Karena itu, warung ojol menjadi pusat komunikasi yang memperkuat kontribusi mereka sebagai “kepanjangan tangan” Polres Ciamis.
“Kami membantu sebagai perpanjangan tangan dari tim Polres Ciamis. Gangguan itu tidak bisa ditebak, jadi komunikasi ini sangat penting,” terangnya.
Kolaborasi untuk Keamanan Bersama
Selain menyampaikan keluhan, para driver juga berharap masyarakat semakin memanfaatkan layanan transportasi online.
Menurut Rinji, peningkatan penggunaan layanan digital seperti pesan makanan hingga obat-obatan dapat menggerakkan ekonomi lokal sekaligus memperluas jangkauan komunitas ojol.
Ia pun mengapresiasi penuh dukungan Kapolres Ciamis dan jajaran yang terus membuka ruang kolaborasi.
“Kegiatan ini memberi dampak positif bagi rekan-rekan.
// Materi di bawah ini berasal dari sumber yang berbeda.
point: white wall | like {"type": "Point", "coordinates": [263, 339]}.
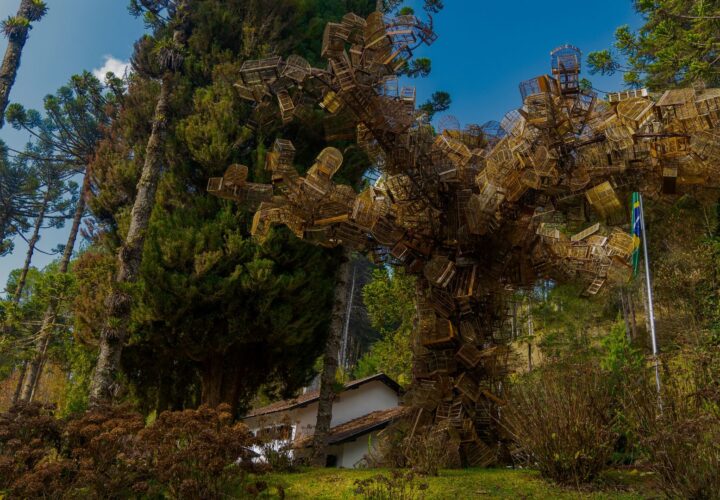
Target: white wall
{"type": "Point", "coordinates": [348, 405]}
{"type": "Point", "coordinates": [354, 451]}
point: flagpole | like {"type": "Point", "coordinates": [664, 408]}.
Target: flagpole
{"type": "Point", "coordinates": [651, 310]}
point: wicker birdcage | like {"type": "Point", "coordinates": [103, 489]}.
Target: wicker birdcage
{"type": "Point", "coordinates": [439, 271]}
{"type": "Point", "coordinates": [334, 38]}
{"type": "Point", "coordinates": [296, 68]}
{"type": "Point", "coordinates": [706, 145]}
{"type": "Point", "coordinates": [260, 71]}
{"type": "Point", "coordinates": [635, 112]}
{"type": "Point", "coordinates": [513, 123]}
{"type": "Point", "coordinates": [469, 355]}
{"type": "Point", "coordinates": [565, 62]}
{"type": "Point", "coordinates": [540, 85]}
{"type": "Point", "coordinates": [604, 200]}
{"type": "Point", "coordinates": [331, 102]}
{"type": "Point", "coordinates": [620, 244]}
{"type": "Point", "coordinates": [457, 152]}
{"type": "Point", "coordinates": [286, 105]}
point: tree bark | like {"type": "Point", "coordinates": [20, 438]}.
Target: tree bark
{"type": "Point", "coordinates": [220, 381]}
{"type": "Point", "coordinates": [114, 332]}
{"type": "Point", "coordinates": [18, 387]}
{"type": "Point", "coordinates": [31, 248]}
{"type": "Point", "coordinates": [45, 333]}
{"type": "Point", "coordinates": [330, 363]}
{"type": "Point", "coordinates": [11, 61]}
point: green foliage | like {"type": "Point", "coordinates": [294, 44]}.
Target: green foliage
{"type": "Point", "coordinates": [679, 433]}
{"type": "Point", "coordinates": [216, 315]}
{"type": "Point", "coordinates": [110, 453]}
{"type": "Point", "coordinates": [440, 101]}
{"type": "Point", "coordinates": [14, 26]}
{"type": "Point", "coordinates": [563, 320]}
{"type": "Point", "coordinates": [675, 46]}
{"type": "Point", "coordinates": [389, 299]}
{"type": "Point", "coordinates": [400, 485]}
{"type": "Point", "coordinates": [330, 484]}
{"type": "Point", "coordinates": [419, 67]}
{"type": "Point", "coordinates": [563, 419]}
{"type": "Point", "coordinates": [21, 321]}
{"type": "Point", "coordinates": [619, 355]}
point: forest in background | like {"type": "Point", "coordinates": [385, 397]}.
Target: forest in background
{"type": "Point", "coordinates": [211, 317]}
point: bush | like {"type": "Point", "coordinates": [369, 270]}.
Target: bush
{"type": "Point", "coordinates": [562, 419]}
{"type": "Point", "coordinates": [680, 434]}
{"type": "Point", "coordinates": [29, 439]}
{"type": "Point", "coordinates": [428, 451]}
{"type": "Point", "coordinates": [108, 452]}
{"type": "Point", "coordinates": [399, 485]}
{"type": "Point", "coordinates": [196, 453]}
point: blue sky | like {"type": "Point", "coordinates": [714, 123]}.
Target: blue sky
{"type": "Point", "coordinates": [483, 51]}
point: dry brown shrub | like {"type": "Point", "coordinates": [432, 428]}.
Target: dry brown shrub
{"type": "Point", "coordinates": [680, 432]}
{"type": "Point", "coordinates": [563, 420]}
{"type": "Point", "coordinates": [108, 452]}
{"type": "Point", "coordinates": [104, 444]}
{"type": "Point", "coordinates": [29, 435]}
{"type": "Point", "coordinates": [196, 453]}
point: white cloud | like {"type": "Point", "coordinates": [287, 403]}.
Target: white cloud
{"type": "Point", "coordinates": [114, 65]}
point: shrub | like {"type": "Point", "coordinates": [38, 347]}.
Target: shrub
{"type": "Point", "coordinates": [680, 434]}
{"type": "Point", "coordinates": [398, 485]}
{"type": "Point", "coordinates": [562, 418]}
{"type": "Point", "coordinates": [104, 445]}
{"type": "Point", "coordinates": [108, 452]}
{"type": "Point", "coordinates": [29, 434]}
{"type": "Point", "coordinates": [428, 451]}
{"type": "Point", "coordinates": [196, 453]}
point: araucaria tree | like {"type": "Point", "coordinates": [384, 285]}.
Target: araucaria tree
{"type": "Point", "coordinates": [77, 116]}
{"type": "Point", "coordinates": [16, 29]}
{"type": "Point", "coordinates": [677, 45]}
{"type": "Point", "coordinates": [168, 52]}
{"type": "Point", "coordinates": [212, 315]}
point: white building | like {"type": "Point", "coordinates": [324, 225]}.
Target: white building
{"type": "Point", "coordinates": [363, 408]}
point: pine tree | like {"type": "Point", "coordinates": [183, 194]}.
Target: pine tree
{"type": "Point", "coordinates": [169, 53]}
{"type": "Point", "coordinates": [676, 45]}
{"type": "Point", "coordinates": [77, 116]}
{"type": "Point", "coordinates": [16, 29]}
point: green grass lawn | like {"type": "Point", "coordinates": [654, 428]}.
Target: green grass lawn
{"type": "Point", "coordinates": [457, 484]}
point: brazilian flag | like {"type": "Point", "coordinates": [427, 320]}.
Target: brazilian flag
{"type": "Point", "coordinates": [635, 229]}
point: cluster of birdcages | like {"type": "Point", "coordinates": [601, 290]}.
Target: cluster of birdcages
{"type": "Point", "coordinates": [473, 211]}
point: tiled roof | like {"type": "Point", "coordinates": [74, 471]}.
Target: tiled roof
{"type": "Point", "coordinates": [357, 427]}
{"type": "Point", "coordinates": [312, 396]}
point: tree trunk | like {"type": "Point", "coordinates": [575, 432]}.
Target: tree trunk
{"type": "Point", "coordinates": [31, 248]}
{"type": "Point", "coordinates": [11, 61]}
{"type": "Point", "coordinates": [45, 333]}
{"type": "Point", "coordinates": [114, 332]}
{"type": "Point", "coordinates": [18, 387]}
{"type": "Point", "coordinates": [626, 313]}
{"type": "Point", "coordinates": [633, 320]}
{"type": "Point", "coordinates": [330, 363]}
{"type": "Point", "coordinates": [219, 379]}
Selain mencari nafkah, kami dapat membantu kepolisian menjaga keamanan,” ucapnya.
Kolaborasi ini diperkuat dengan jumlah anggota komunitas Ojol Kamtibmas yang sudah mencapai lebih dari 200 driver.
Mereka terhubung melalui grup komunikasi berbasis WhatsApp yang dinaungi langsung oleh kepolisian, baik Polres maupun Polsek.
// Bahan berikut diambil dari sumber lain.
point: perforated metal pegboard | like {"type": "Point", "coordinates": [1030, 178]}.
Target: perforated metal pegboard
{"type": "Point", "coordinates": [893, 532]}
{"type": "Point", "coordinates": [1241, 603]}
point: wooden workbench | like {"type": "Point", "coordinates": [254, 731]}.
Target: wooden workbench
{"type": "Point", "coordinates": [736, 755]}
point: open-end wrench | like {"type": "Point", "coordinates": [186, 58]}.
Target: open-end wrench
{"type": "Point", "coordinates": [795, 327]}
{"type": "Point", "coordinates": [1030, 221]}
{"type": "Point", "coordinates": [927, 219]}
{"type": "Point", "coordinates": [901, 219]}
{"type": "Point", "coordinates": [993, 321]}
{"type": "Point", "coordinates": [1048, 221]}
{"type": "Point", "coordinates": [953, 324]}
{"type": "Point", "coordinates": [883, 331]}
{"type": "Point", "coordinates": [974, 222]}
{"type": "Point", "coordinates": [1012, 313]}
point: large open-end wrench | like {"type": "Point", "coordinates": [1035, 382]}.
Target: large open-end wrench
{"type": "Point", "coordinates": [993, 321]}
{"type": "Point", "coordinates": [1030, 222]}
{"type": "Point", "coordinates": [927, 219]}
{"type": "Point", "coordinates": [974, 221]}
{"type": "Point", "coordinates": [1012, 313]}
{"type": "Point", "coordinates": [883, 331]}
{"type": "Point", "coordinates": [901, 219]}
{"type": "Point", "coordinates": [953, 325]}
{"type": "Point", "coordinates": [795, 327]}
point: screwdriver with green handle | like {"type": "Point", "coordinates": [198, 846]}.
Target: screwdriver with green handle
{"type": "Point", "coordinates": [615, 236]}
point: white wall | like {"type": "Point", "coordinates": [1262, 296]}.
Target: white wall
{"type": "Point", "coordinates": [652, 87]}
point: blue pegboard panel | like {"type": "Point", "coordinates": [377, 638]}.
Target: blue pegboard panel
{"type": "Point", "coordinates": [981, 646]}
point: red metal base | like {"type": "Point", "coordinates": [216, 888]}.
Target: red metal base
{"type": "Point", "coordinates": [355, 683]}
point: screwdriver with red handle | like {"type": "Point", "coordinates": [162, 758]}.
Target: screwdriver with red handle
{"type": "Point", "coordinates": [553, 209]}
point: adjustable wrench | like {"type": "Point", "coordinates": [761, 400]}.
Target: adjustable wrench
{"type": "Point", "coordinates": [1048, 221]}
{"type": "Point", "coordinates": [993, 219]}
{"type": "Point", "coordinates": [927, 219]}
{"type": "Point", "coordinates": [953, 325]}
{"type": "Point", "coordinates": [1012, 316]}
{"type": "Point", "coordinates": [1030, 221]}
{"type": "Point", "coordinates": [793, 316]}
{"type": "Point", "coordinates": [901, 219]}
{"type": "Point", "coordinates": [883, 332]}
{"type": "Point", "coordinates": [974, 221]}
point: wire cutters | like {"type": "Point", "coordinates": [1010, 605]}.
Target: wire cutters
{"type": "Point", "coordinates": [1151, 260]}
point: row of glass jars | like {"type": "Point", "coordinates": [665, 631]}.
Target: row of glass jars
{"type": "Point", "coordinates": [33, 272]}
Dengan sistem ini, setiap informasi penting bisa tersampaikan lebih cepat dan terkoordinasi dengan baik.
Program warung ojol kini tidak hanya menjadi fasilitas fisik, melainkan wadah keakraban, diskusi, dan sinergi yang menghubungkan kepentingan dua pihak: driver ojol dan aparat kepolisian.
Kolaborasi ini diharapkan terus berkembang sebagai model kemitraan keamanan yang efektif dan berkelanjutan di Kabupaten Ciamis.